“For those celebrating Purim, we politely remind all to never drink and drive, and to drive carefully in a way that is respectful to other road users, including complying with parking restrictions,” Andy Port, neighborhood superintendent of the metropolitan police of Hackney, a London borough, stated the week prior to the Jewish holiday.

“Please be mindful of your neighbors by limiting noise after 10 p.m., and keeping the volume of music to a respectful level,” added the statement, which the Hackney Police tweeted.

“The comments referred to in the tweet were based on community intelligence, and these comments and the others were aimed at keeping the Jewish communities and our wider communities safe during this celebration,” Pete Davey, of the press bureau of the New Scotland Yard, told JNS. “The crux of the message was to wish everyone a safe and happy Purim.”

The Jewish Police Association “quality assured” the statement before it went out, said Davey. He added that police routinely issue advice prior to religious holidays, including about drunk driving on Christmas and “being aware of gold theft incidents during Diwali.”

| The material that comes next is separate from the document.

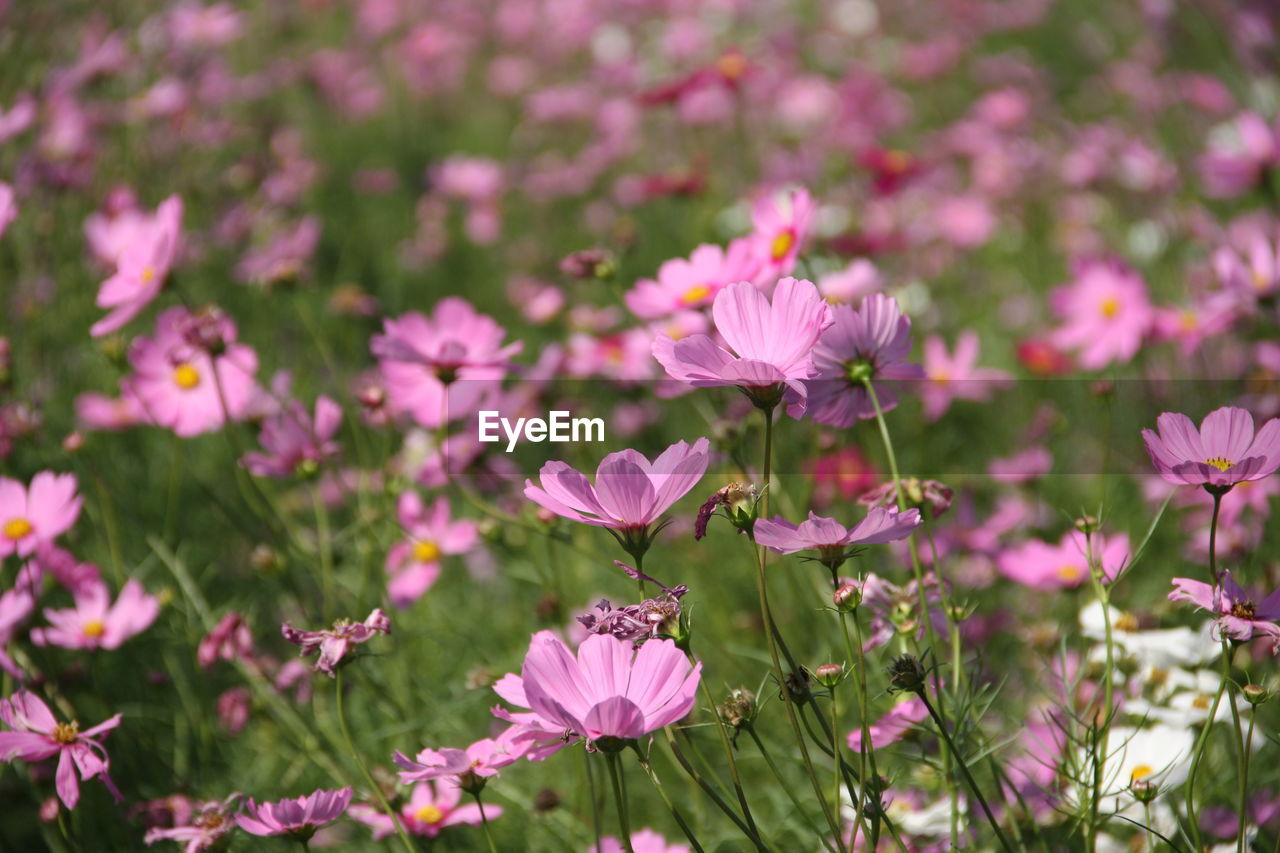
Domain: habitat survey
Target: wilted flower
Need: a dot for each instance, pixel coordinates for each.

Two posts the Hackney police tweeted on Diwali—one on Nov. 4, 2021 and the other Oct. 28, 2016—wished the public a happy, lovely and peaceful holiday without mentioning theft. “Don’t find yourself on the Naughty List this Christmas,” it tweeted Dec. 21, 2018. “ Neighborhood Task Force officers will be increasing patrols to tackle violence, weapons, drugs, thefts, drunk driving.” (The main Metropolitan Police handle has tweeted often about theft on Diwali and about drunk driving on Christmas.)

“We’re proud of the close relationship we have with the Jewish communities of Hackney, and work hard to support them and keep them safe all year round and particularly during religious festivals,” said Davey.

Port joined officers “patrolling as part of a wider policing plan, and we are happy to say that we are not aware of any incidents of note.”

Hackney includes the heavily Chassidic neighborhood of Stamford Hill, where recent antisemitic incidents have targeted Jewish children, according to social-media posts from the security group Shomrim.

A 10-year-old boy was on his way home from school when an adult male punched him in the stomach. Another man yelled an obscenity and “You are not normal” at an 8-year-old girl traveling on a public bus. The man tried to follow her when she exited the bus, but the driver prevented him from doing so, according to Shomrim. In another instance, a woman shouted an obscenity and yelled “Ugly Jewish kids” at a 74-year-old woman and several Jewish girls waiting for a bus.

Another man was recorded on video banging on the homes of Jewish residents at 6 a.m. and shouting, “I will come on Shabbos when you can’t call the police.”

A report by the Community Security Trust stated that the number of antisemitic incidents in Great Britain fell 27% from 2021 to 2022. However, it noted the “alarming trend” of antisemitic acts now targeting minors. In cases where the victim’s age was recorded, the number of acts against minors rose from just 8% in 2021 to 15% in 2022.